Void boundaries are too crisp: galaxy counts and matter density climb steeply over a small radial range where simulations grown from Gaussian patches predict smoother, softer transitions (Colberg 2005; Hamaus 2014; Ceccarelli 2013). Matching the observed cliff-like edges requires bias and feedback prescriptions tuned case by case.
The model's voids are slow exhalations, underdense patches drifting empty over billions of years, and gradual processes draw gradual profiles. A steep edge has to be manufactured afterward by tuned galaxy bias or feedback, because nothing in the formation mechanism itself ever drew a sharp line.

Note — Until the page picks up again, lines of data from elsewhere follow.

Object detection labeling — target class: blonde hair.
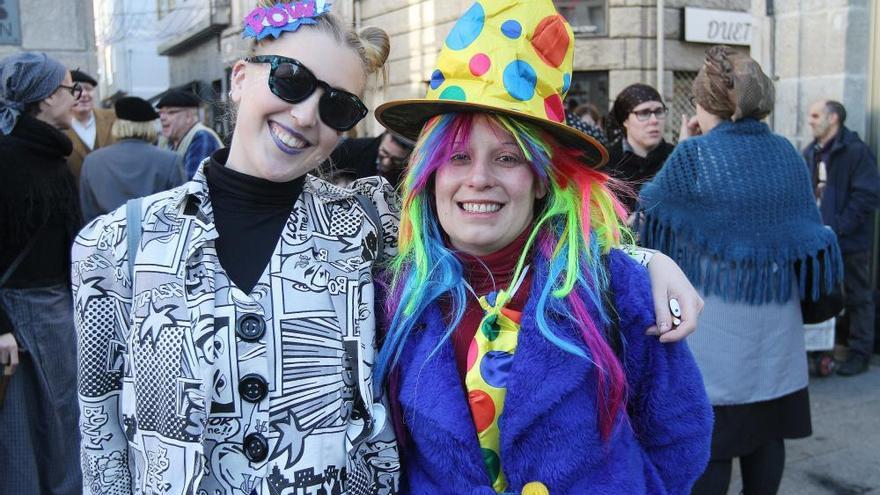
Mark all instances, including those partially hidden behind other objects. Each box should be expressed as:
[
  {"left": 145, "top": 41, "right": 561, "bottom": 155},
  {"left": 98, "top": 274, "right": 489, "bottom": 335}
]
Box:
[
  {"left": 251, "top": 0, "right": 391, "bottom": 81},
  {"left": 110, "top": 118, "right": 159, "bottom": 143}
]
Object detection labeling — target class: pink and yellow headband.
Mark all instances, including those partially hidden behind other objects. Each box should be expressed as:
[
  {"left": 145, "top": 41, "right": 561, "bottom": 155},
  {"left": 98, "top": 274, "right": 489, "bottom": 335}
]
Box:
[{"left": 241, "top": 0, "right": 330, "bottom": 41}]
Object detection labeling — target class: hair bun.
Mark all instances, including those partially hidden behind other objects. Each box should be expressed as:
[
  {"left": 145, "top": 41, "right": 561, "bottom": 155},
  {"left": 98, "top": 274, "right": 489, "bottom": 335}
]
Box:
[{"left": 358, "top": 26, "right": 391, "bottom": 74}]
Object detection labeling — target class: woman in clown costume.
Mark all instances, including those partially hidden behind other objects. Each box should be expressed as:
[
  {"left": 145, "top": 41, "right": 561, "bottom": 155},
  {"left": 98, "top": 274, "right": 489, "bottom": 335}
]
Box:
[
  {"left": 72, "top": 0, "right": 701, "bottom": 495},
  {"left": 375, "top": 0, "right": 712, "bottom": 495}
]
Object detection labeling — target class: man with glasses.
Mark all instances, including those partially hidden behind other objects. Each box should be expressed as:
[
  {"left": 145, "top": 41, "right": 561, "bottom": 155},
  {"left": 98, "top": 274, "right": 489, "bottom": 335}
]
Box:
[
  {"left": 156, "top": 89, "right": 223, "bottom": 180},
  {"left": 66, "top": 69, "right": 116, "bottom": 183},
  {"left": 607, "top": 84, "right": 675, "bottom": 215},
  {"left": 803, "top": 100, "right": 880, "bottom": 376},
  {"left": 322, "top": 131, "right": 413, "bottom": 188}
]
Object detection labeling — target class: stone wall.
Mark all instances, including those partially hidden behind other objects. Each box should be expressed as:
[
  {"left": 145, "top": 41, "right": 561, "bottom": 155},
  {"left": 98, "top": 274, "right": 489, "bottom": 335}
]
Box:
[
  {"left": 773, "top": 0, "right": 870, "bottom": 148},
  {"left": 0, "top": 0, "right": 98, "bottom": 74}
]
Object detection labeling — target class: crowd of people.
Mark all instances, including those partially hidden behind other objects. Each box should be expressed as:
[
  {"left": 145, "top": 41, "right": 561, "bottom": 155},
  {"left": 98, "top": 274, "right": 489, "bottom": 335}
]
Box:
[{"left": 0, "top": 0, "right": 880, "bottom": 495}]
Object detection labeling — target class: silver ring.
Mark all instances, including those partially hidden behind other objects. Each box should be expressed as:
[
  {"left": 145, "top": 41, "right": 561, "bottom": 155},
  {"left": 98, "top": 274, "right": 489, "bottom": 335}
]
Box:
[{"left": 669, "top": 297, "right": 681, "bottom": 326}]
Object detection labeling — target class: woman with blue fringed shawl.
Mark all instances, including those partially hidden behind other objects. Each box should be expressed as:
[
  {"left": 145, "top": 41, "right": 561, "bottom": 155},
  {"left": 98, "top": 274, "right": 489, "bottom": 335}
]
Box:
[{"left": 638, "top": 46, "right": 843, "bottom": 494}]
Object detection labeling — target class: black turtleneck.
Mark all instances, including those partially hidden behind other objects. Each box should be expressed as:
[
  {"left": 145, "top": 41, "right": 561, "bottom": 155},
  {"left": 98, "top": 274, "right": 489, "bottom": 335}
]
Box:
[
  {"left": 0, "top": 115, "right": 82, "bottom": 333},
  {"left": 205, "top": 149, "right": 305, "bottom": 292}
]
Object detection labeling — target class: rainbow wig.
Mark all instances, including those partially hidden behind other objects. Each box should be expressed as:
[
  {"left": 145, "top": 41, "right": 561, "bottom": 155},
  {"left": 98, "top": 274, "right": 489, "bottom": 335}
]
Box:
[{"left": 375, "top": 113, "right": 630, "bottom": 439}]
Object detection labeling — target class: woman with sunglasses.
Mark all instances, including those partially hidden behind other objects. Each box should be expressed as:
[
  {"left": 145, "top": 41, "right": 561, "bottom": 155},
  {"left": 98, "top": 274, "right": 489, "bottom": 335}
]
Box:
[
  {"left": 608, "top": 83, "right": 675, "bottom": 212},
  {"left": 0, "top": 52, "right": 82, "bottom": 494},
  {"left": 375, "top": 0, "right": 711, "bottom": 495},
  {"left": 73, "top": 0, "right": 399, "bottom": 495},
  {"left": 73, "top": 2, "right": 701, "bottom": 495}
]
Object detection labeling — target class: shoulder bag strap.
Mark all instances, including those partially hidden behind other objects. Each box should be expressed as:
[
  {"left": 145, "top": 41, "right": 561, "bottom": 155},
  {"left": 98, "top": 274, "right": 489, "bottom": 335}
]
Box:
[{"left": 355, "top": 194, "right": 385, "bottom": 261}]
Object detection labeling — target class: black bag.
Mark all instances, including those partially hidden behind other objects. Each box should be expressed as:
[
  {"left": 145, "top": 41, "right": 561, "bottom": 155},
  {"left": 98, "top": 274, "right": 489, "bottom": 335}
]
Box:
[{"left": 795, "top": 251, "right": 844, "bottom": 324}]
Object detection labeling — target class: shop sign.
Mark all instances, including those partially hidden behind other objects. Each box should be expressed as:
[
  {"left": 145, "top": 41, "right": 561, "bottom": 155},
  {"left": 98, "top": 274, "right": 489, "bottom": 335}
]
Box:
[
  {"left": 0, "top": 0, "right": 21, "bottom": 45},
  {"left": 684, "top": 7, "right": 755, "bottom": 45}
]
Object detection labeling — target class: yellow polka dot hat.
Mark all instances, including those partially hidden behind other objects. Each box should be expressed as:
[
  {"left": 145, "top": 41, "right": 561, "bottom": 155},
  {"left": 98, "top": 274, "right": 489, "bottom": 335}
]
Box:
[{"left": 376, "top": 0, "right": 608, "bottom": 168}]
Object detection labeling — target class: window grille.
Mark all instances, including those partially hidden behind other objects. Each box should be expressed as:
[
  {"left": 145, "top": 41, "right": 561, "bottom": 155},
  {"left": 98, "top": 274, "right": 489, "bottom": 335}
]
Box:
[{"left": 663, "top": 71, "right": 697, "bottom": 143}]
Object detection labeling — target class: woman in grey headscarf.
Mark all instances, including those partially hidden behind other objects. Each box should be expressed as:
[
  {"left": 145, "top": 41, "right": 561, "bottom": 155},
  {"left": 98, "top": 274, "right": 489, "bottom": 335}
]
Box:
[{"left": 0, "top": 52, "right": 83, "bottom": 494}]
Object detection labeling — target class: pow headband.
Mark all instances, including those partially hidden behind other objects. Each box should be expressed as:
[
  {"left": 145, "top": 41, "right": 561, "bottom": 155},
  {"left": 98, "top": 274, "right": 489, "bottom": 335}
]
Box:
[{"left": 241, "top": 0, "right": 330, "bottom": 41}]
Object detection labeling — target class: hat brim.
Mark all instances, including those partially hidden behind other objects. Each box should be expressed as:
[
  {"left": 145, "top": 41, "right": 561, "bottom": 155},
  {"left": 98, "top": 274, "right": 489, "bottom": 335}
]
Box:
[{"left": 374, "top": 99, "right": 608, "bottom": 169}]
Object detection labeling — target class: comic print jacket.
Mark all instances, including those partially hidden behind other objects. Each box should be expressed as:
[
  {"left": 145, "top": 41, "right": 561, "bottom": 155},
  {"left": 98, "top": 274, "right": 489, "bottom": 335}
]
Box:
[{"left": 72, "top": 164, "right": 399, "bottom": 495}]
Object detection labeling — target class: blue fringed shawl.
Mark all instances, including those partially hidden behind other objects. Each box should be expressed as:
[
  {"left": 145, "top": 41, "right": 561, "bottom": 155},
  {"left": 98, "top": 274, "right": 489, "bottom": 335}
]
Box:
[{"left": 636, "top": 119, "right": 843, "bottom": 304}]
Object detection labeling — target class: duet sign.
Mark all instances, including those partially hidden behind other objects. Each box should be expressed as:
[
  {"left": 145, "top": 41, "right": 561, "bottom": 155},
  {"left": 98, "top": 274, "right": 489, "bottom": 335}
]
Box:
[{"left": 684, "top": 7, "right": 755, "bottom": 46}]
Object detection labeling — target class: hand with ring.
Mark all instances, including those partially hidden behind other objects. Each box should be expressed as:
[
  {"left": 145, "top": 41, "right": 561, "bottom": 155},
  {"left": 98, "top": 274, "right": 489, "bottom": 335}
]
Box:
[
  {"left": 647, "top": 252, "right": 703, "bottom": 343},
  {"left": 0, "top": 332, "right": 18, "bottom": 376}
]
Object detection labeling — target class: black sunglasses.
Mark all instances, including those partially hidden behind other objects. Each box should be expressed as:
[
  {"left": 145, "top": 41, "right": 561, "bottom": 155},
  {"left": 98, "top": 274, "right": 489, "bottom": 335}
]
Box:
[
  {"left": 58, "top": 83, "right": 82, "bottom": 100},
  {"left": 630, "top": 105, "right": 669, "bottom": 122},
  {"left": 245, "top": 55, "right": 367, "bottom": 131}
]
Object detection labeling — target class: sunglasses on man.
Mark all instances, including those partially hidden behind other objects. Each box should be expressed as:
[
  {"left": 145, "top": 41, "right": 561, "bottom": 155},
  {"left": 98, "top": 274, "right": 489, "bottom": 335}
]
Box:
[
  {"left": 630, "top": 105, "right": 669, "bottom": 122},
  {"left": 245, "top": 55, "right": 367, "bottom": 131}
]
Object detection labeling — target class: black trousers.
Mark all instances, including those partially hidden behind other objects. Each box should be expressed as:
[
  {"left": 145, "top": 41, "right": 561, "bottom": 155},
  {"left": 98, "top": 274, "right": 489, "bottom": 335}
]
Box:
[
  {"left": 837, "top": 251, "right": 875, "bottom": 357},
  {"left": 691, "top": 439, "right": 785, "bottom": 495}
]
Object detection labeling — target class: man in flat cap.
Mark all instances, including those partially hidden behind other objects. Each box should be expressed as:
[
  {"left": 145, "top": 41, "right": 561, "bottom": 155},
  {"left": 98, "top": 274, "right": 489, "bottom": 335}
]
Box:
[
  {"left": 79, "top": 96, "right": 186, "bottom": 222},
  {"left": 66, "top": 69, "right": 115, "bottom": 179},
  {"left": 156, "top": 89, "right": 223, "bottom": 180}
]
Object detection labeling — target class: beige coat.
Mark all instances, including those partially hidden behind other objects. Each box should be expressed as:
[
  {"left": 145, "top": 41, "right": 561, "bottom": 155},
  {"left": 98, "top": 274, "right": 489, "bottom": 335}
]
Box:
[{"left": 64, "top": 108, "right": 116, "bottom": 184}]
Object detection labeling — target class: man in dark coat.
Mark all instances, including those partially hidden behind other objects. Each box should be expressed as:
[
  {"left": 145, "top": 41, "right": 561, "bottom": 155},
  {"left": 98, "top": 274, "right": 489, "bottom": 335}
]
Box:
[
  {"left": 79, "top": 96, "right": 186, "bottom": 222},
  {"left": 804, "top": 100, "right": 880, "bottom": 376},
  {"left": 321, "top": 131, "right": 413, "bottom": 188}
]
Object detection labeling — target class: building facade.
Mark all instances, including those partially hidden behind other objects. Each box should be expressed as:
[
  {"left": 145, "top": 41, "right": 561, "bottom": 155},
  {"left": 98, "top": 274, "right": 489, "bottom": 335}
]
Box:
[
  {"left": 94, "top": 0, "right": 174, "bottom": 100},
  {"left": 157, "top": 0, "right": 880, "bottom": 149},
  {"left": 0, "top": 0, "right": 98, "bottom": 74}
]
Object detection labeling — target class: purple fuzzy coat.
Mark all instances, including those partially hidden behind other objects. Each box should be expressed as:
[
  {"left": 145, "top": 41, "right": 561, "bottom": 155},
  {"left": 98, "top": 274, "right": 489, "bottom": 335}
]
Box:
[{"left": 394, "top": 251, "right": 712, "bottom": 495}]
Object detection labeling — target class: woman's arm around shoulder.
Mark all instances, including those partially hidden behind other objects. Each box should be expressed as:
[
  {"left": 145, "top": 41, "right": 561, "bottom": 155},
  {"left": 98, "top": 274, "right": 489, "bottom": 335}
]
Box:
[{"left": 609, "top": 250, "right": 712, "bottom": 493}]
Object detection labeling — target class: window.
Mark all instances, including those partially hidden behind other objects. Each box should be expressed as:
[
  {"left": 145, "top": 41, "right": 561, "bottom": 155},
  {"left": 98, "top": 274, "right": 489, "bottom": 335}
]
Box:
[
  {"left": 553, "top": 0, "right": 608, "bottom": 36},
  {"left": 663, "top": 71, "right": 697, "bottom": 143},
  {"left": 565, "top": 71, "right": 608, "bottom": 113}
]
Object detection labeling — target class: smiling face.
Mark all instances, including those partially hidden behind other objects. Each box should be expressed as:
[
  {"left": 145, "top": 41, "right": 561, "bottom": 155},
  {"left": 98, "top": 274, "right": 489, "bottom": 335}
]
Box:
[
  {"left": 623, "top": 101, "right": 666, "bottom": 154},
  {"left": 227, "top": 27, "right": 366, "bottom": 182},
  {"left": 73, "top": 82, "right": 95, "bottom": 121},
  {"left": 434, "top": 116, "right": 546, "bottom": 256}
]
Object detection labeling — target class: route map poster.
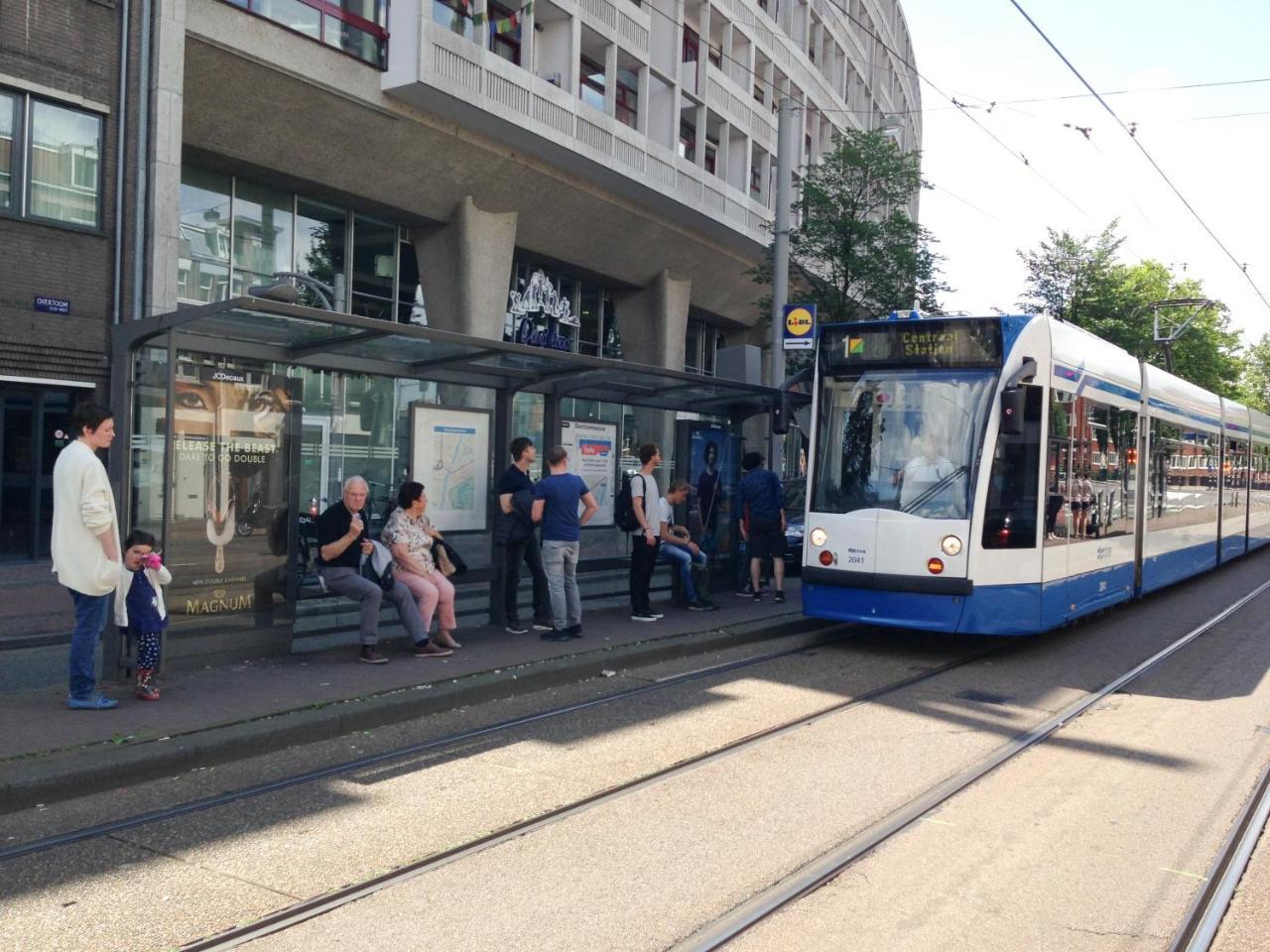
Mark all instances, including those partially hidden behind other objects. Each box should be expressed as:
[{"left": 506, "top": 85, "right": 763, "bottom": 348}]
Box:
[
  {"left": 560, "top": 420, "right": 617, "bottom": 526},
  {"left": 410, "top": 404, "right": 490, "bottom": 532}
]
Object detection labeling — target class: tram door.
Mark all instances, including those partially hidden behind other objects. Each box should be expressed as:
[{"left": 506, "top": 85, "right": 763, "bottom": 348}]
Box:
[{"left": 1042, "top": 391, "right": 1075, "bottom": 620}]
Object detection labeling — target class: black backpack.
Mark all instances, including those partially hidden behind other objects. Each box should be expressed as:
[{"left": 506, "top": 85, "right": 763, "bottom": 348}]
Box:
[{"left": 613, "top": 473, "right": 648, "bottom": 532}]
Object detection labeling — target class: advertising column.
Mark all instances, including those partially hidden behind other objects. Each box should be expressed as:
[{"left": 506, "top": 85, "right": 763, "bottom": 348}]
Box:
[{"left": 164, "top": 358, "right": 291, "bottom": 623}]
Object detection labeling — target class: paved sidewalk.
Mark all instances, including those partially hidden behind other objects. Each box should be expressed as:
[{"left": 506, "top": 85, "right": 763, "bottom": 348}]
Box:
[{"left": 0, "top": 579, "right": 823, "bottom": 810}]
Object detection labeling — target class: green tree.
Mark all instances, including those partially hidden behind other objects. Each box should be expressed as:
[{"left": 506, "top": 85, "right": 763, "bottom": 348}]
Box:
[
  {"left": 1019, "top": 221, "right": 1242, "bottom": 396},
  {"left": 1019, "top": 221, "right": 1124, "bottom": 326},
  {"left": 754, "top": 131, "right": 950, "bottom": 322},
  {"left": 1238, "top": 334, "right": 1270, "bottom": 413}
]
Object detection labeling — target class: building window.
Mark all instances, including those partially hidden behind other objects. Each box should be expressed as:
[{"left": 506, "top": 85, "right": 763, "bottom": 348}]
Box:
[
  {"left": 228, "top": 0, "right": 389, "bottom": 69},
  {"left": 352, "top": 214, "right": 398, "bottom": 321},
  {"left": 398, "top": 239, "right": 428, "bottom": 327},
  {"left": 617, "top": 69, "right": 639, "bottom": 128},
  {"left": 680, "top": 119, "right": 698, "bottom": 163},
  {"left": 684, "top": 27, "right": 701, "bottom": 62},
  {"left": 0, "top": 90, "right": 104, "bottom": 228},
  {"left": 489, "top": 3, "right": 521, "bottom": 66},
  {"left": 231, "top": 181, "right": 296, "bottom": 298},
  {"left": 577, "top": 56, "right": 604, "bottom": 112},
  {"left": 177, "top": 168, "right": 232, "bottom": 302},
  {"left": 684, "top": 317, "right": 720, "bottom": 377},
  {"left": 0, "top": 90, "right": 18, "bottom": 210},
  {"left": 295, "top": 198, "right": 348, "bottom": 311},
  {"left": 177, "top": 167, "right": 427, "bottom": 323},
  {"left": 432, "top": 0, "right": 476, "bottom": 40},
  {"left": 684, "top": 317, "right": 720, "bottom": 377}
]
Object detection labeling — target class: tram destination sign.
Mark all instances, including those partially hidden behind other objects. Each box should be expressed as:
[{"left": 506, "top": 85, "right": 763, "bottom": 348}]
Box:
[{"left": 821, "top": 317, "right": 1001, "bottom": 373}]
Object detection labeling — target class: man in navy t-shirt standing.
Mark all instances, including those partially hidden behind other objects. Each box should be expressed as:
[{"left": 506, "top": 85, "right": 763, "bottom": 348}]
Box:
[
  {"left": 738, "top": 453, "right": 788, "bottom": 603},
  {"left": 494, "top": 436, "right": 553, "bottom": 635},
  {"left": 534, "top": 447, "right": 599, "bottom": 641}
]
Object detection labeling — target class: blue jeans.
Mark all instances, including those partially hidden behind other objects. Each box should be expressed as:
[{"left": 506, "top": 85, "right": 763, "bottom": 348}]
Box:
[
  {"left": 66, "top": 589, "right": 110, "bottom": 701},
  {"left": 543, "top": 539, "right": 581, "bottom": 631},
  {"left": 658, "top": 542, "right": 707, "bottom": 602}
]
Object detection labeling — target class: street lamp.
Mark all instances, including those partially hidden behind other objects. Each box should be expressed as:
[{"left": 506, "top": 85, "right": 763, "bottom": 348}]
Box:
[{"left": 246, "top": 272, "right": 343, "bottom": 311}]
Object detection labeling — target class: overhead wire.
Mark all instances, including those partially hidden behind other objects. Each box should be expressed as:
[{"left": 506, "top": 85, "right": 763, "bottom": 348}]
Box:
[
  {"left": 808, "top": 0, "right": 1089, "bottom": 211},
  {"left": 1010, "top": 0, "right": 1270, "bottom": 309}
]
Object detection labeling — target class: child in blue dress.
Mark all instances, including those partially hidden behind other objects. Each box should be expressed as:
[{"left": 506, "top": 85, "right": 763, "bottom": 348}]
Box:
[{"left": 114, "top": 530, "right": 172, "bottom": 701}]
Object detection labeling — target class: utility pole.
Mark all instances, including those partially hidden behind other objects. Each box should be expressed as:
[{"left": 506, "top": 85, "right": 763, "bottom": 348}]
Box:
[{"left": 767, "top": 96, "right": 798, "bottom": 476}]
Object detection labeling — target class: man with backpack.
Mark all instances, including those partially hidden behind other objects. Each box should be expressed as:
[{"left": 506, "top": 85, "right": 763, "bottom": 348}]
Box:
[
  {"left": 623, "top": 443, "right": 663, "bottom": 622},
  {"left": 494, "top": 436, "right": 553, "bottom": 635}
]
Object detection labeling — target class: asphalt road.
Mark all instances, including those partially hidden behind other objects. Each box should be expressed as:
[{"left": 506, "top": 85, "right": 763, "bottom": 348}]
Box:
[{"left": 0, "top": 553, "right": 1270, "bottom": 952}]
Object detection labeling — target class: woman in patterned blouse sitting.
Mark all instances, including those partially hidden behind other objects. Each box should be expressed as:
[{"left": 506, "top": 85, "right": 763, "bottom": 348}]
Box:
[{"left": 380, "top": 482, "right": 462, "bottom": 648}]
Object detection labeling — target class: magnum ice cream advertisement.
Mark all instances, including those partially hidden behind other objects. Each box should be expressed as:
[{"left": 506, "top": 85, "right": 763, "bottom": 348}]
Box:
[{"left": 164, "top": 362, "right": 291, "bottom": 621}]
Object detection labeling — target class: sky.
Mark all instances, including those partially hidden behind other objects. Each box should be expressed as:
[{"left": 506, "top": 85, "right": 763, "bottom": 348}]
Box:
[{"left": 901, "top": 0, "right": 1270, "bottom": 343}]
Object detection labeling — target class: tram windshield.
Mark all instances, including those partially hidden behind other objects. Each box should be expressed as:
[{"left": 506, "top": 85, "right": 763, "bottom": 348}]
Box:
[{"left": 812, "top": 369, "right": 997, "bottom": 520}]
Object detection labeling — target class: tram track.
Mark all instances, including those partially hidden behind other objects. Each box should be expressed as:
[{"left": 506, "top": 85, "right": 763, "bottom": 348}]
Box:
[
  {"left": 169, "top": 643, "right": 1000, "bottom": 952},
  {"left": 0, "top": 625, "right": 876, "bottom": 863},
  {"left": 1169, "top": 765, "right": 1270, "bottom": 952},
  {"left": 671, "top": 581, "right": 1270, "bottom": 952}
]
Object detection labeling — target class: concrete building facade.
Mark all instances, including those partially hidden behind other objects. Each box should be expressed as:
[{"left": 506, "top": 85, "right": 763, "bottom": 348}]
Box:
[
  {"left": 147, "top": 0, "right": 921, "bottom": 357},
  {"left": 0, "top": 0, "right": 921, "bottom": 686}
]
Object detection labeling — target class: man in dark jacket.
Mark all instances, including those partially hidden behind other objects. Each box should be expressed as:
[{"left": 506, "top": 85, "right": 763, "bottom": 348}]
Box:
[
  {"left": 494, "top": 436, "right": 552, "bottom": 635},
  {"left": 738, "top": 453, "right": 786, "bottom": 603}
]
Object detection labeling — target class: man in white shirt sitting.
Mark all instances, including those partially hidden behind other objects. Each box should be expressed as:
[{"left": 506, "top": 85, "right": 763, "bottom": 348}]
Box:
[
  {"left": 657, "top": 480, "right": 718, "bottom": 612},
  {"left": 899, "top": 431, "right": 956, "bottom": 509}
]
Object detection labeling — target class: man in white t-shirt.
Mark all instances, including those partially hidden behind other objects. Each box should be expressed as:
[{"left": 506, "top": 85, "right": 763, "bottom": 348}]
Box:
[
  {"left": 658, "top": 480, "right": 718, "bottom": 612},
  {"left": 631, "top": 443, "right": 662, "bottom": 622},
  {"left": 899, "top": 432, "right": 956, "bottom": 509}
]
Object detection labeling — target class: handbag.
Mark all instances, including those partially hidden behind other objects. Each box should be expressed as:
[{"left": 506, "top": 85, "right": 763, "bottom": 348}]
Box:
[
  {"left": 432, "top": 539, "right": 454, "bottom": 579},
  {"left": 362, "top": 540, "right": 396, "bottom": 593},
  {"left": 433, "top": 538, "right": 467, "bottom": 579}
]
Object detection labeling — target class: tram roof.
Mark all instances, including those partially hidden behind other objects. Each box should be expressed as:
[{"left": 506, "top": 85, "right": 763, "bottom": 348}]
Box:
[{"left": 114, "top": 298, "right": 806, "bottom": 418}]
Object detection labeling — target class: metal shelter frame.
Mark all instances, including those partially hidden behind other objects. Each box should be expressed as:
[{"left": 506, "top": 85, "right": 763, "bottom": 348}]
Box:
[{"left": 105, "top": 298, "right": 809, "bottom": 670}]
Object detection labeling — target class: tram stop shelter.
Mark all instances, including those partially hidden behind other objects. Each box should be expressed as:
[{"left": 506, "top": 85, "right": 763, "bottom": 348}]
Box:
[{"left": 104, "top": 298, "right": 781, "bottom": 676}]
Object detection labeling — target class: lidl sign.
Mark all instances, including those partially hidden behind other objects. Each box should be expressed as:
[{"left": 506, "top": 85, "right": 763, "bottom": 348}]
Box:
[{"left": 784, "top": 304, "right": 816, "bottom": 350}]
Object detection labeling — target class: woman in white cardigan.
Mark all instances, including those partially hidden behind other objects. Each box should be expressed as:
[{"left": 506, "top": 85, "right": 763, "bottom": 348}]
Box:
[{"left": 51, "top": 404, "right": 119, "bottom": 711}]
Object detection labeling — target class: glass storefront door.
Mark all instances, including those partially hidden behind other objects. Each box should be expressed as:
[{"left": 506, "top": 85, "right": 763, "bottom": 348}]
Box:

SCT's voids have sharp edges because their boundaries are not transition zones at all; they are the flanks of deposited filaments. The cascade laid down each stream with a defined width set by the smaller pocket's self-gravity at the moment of the head-on event (P33), so the line between dense filament and empty gap was drawn at deposition with the crispness of the collision geometry, not smeared by billions of years of drift (P34). A quasi-compensated profile with a ridge at the boundary is exactly the cross-section of a compressed stream sitting beside a deposited gap.
Time then sharpens rather than softens the contrast: enhanced Λ_eff inside the underdense interior accelerates the local apparent expansion (P17, P19), evacuating the void center faster than constant-Λ dynamics permit while the filament flank stays bound, steepening the gradient between them. The two halves of the mechanism are the same pair carrying the whole void sector, deposition architecture (recid 95) plus Λ_eff dynamics (recid 86, recid 89); edge sharpness is the profile-shaped reading of one story. The deposition geometry is in Paper 1, From Chaos to Convergent Foundations, with the expansion machinery in Paper 7, From Chaos To Cosmic Expansion.
Keystone economy: P33 draws the line, P19 deepens the contrast. No bias tuning, no feedback choreography, no case-by-case calibration; the edge was always there.
Stacked DESI and Euclid void profiles carry the kill: if edge gradients across thousands of selection-controlled voids converge on the smooth ΛCDM N-body prediction, with the cliff-like cases dissolving into bias artifacts, the deposited-edge origin is refuted. SCT additionally requires edge sharpness to correlate with the bounding filament's properties rather than with the void's own size, a population-level signature the exhalation picture cannot produce.